Melissa de Castro disse...

Eu adorei, Nanael!
Só você mesmo pra fazer todas essas relações a partir de um tema. Seus textos sempre acrescentam muito além daquilo que esperamos.
Um beijo!

Isadora Penholato disse...

Olá Nanael!
Realmente, seus textos são surpreendentes. O que era para ser um simples "meme" do Titanic, virou um texto com uma moral maravilhosa.
É tão estranho ver o que o mundo virou. Pessoas que moram na capital não sabem como se tira leite duma vaca, ou como nasce um abacaxi. Coisas simples que não muda muita coisa no sentido da nossa vida, mas que no fim, nos aproxima do mundo.

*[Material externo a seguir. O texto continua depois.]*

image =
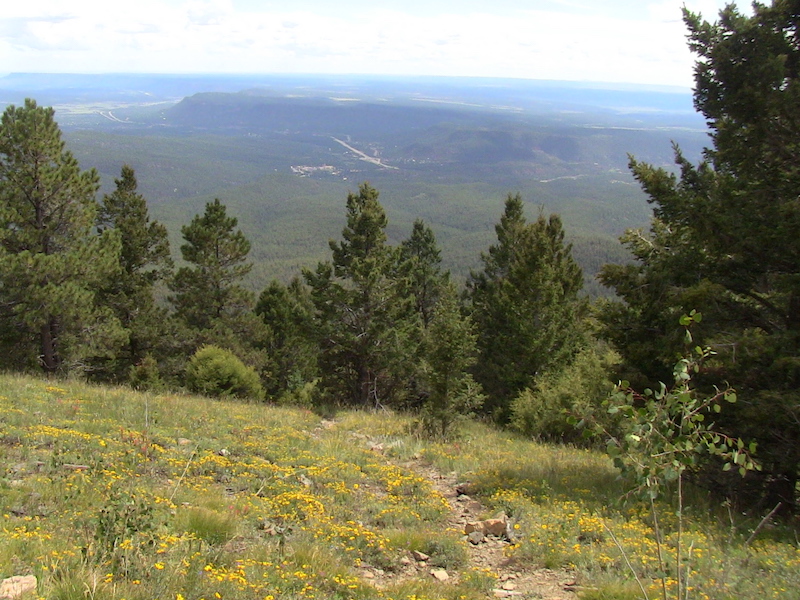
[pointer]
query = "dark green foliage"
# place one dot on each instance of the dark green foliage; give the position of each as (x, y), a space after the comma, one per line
(449, 351)
(215, 371)
(209, 291)
(543, 412)
(145, 375)
(725, 240)
(208, 297)
(420, 265)
(525, 305)
(290, 346)
(51, 262)
(143, 262)
(364, 324)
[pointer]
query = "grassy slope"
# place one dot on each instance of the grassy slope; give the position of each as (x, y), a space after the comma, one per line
(107, 493)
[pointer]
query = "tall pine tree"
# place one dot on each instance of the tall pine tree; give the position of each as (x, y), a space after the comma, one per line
(364, 322)
(144, 261)
(209, 298)
(525, 305)
(51, 261)
(724, 241)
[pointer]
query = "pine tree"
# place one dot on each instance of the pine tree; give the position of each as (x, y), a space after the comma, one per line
(290, 345)
(363, 321)
(420, 265)
(208, 296)
(449, 350)
(144, 261)
(51, 261)
(210, 291)
(724, 240)
(525, 304)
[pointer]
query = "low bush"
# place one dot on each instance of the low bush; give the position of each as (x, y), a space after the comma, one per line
(215, 371)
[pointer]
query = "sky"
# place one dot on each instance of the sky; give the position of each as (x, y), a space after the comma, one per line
(629, 41)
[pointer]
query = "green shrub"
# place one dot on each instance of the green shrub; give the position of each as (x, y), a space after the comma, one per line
(212, 527)
(215, 371)
(543, 412)
(145, 376)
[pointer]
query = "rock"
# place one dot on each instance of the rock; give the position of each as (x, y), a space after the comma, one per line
(473, 526)
(473, 506)
(419, 556)
(496, 527)
(476, 537)
(16, 586)
(464, 488)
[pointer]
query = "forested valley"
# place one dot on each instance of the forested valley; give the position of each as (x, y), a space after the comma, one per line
(689, 372)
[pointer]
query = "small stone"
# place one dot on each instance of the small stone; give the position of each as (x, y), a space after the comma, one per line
(496, 527)
(474, 506)
(509, 586)
(476, 537)
(473, 526)
(16, 586)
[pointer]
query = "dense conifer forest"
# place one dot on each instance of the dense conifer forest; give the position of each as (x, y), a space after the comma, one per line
(89, 288)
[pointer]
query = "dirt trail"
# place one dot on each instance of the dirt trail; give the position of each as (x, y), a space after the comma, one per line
(515, 579)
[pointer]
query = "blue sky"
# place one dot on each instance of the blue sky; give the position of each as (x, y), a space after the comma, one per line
(632, 41)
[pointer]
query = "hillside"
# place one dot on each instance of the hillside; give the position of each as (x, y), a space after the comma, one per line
(282, 152)
(108, 493)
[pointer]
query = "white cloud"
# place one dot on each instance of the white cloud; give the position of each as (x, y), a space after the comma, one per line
(212, 36)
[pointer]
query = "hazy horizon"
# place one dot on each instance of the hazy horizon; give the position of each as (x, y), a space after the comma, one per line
(621, 41)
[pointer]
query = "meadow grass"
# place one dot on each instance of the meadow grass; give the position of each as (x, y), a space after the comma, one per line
(108, 493)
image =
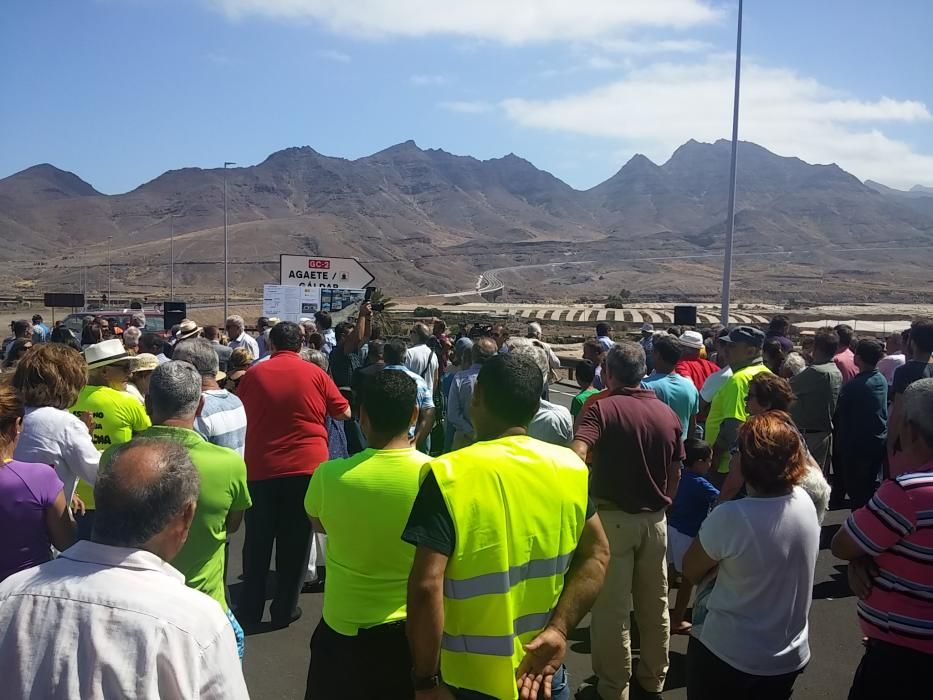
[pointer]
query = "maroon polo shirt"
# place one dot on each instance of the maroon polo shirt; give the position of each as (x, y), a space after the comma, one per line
(633, 438)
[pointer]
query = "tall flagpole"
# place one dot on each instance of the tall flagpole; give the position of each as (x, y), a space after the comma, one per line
(730, 230)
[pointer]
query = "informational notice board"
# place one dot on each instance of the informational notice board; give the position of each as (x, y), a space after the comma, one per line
(289, 303)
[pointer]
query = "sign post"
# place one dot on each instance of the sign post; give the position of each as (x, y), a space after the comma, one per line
(312, 271)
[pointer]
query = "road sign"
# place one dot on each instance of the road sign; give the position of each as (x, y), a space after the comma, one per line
(337, 273)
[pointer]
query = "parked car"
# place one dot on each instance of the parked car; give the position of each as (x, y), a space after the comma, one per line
(155, 320)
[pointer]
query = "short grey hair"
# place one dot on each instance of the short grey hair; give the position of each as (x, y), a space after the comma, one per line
(794, 364)
(315, 357)
(174, 390)
(626, 363)
(918, 407)
(421, 332)
(131, 337)
(523, 347)
(308, 326)
(200, 353)
(130, 510)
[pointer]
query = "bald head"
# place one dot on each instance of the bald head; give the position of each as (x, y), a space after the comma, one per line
(484, 349)
(144, 493)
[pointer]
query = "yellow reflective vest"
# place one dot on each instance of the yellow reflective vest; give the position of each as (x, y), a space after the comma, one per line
(518, 506)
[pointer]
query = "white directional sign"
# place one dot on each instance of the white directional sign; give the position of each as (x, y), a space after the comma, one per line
(338, 273)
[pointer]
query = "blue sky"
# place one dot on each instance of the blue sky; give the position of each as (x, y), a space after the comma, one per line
(119, 91)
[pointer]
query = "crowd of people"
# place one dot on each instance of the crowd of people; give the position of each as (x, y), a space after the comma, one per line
(460, 523)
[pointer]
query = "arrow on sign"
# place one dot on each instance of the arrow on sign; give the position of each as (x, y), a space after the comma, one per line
(336, 273)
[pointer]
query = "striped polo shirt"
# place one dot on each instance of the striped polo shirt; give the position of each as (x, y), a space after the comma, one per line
(222, 420)
(896, 528)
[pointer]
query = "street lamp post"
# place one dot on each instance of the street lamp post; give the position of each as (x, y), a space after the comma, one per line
(730, 223)
(226, 249)
(171, 266)
(109, 278)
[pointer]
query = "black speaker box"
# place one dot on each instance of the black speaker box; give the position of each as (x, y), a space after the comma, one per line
(174, 313)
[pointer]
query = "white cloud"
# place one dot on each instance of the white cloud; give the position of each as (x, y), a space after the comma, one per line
(428, 80)
(333, 55)
(656, 108)
(639, 47)
(508, 21)
(467, 106)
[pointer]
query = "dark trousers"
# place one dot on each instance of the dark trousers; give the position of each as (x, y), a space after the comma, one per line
(277, 517)
(891, 671)
(857, 474)
(711, 678)
(374, 664)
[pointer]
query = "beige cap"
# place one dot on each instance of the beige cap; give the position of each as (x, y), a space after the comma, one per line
(145, 362)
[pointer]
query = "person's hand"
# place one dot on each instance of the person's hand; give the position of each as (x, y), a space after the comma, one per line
(861, 573)
(543, 657)
(441, 692)
(77, 505)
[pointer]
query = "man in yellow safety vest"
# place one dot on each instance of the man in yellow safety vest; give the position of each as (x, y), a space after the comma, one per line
(510, 553)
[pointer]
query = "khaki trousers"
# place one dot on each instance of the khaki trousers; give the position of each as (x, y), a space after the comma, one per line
(636, 579)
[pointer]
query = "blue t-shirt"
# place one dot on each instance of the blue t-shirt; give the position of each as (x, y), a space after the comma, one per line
(695, 496)
(677, 392)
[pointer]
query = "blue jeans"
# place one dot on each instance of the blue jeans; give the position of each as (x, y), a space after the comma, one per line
(560, 688)
(238, 633)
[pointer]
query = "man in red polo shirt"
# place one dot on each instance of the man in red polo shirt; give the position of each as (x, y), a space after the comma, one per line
(286, 401)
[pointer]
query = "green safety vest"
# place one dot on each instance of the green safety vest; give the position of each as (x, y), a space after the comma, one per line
(518, 507)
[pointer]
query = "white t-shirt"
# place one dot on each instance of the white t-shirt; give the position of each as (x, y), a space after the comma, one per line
(714, 383)
(887, 365)
(552, 423)
(766, 549)
(422, 360)
(53, 436)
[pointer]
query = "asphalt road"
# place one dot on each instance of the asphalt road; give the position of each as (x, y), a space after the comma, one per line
(276, 663)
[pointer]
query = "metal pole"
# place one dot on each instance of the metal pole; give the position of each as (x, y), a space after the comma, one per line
(109, 278)
(172, 261)
(226, 259)
(730, 230)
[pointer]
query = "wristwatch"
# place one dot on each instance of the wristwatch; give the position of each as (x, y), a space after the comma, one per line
(425, 682)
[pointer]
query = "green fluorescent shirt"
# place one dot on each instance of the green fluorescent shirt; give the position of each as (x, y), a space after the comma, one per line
(729, 403)
(223, 489)
(117, 416)
(577, 404)
(363, 502)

Infelizmente, acho que tudo piorará nos próximos anos...

Fabiana disse...

Parabéns, o seu texto ficou muito bem amarrado. O professor aqui és tu.

Edu disse...

Caríssimo Humberto...

Como sempre, fantástico.

Anônimo disse...

Pleno de significados. Um texto inspirador!
Adriane

Nanael Soubaim disse...

Agradeço pelos bons protestos, queridos leitores. Tudo o que escrevo aqui é de coração.
P.S: Benett, meu filho, pode mandar que sou eu mesmo.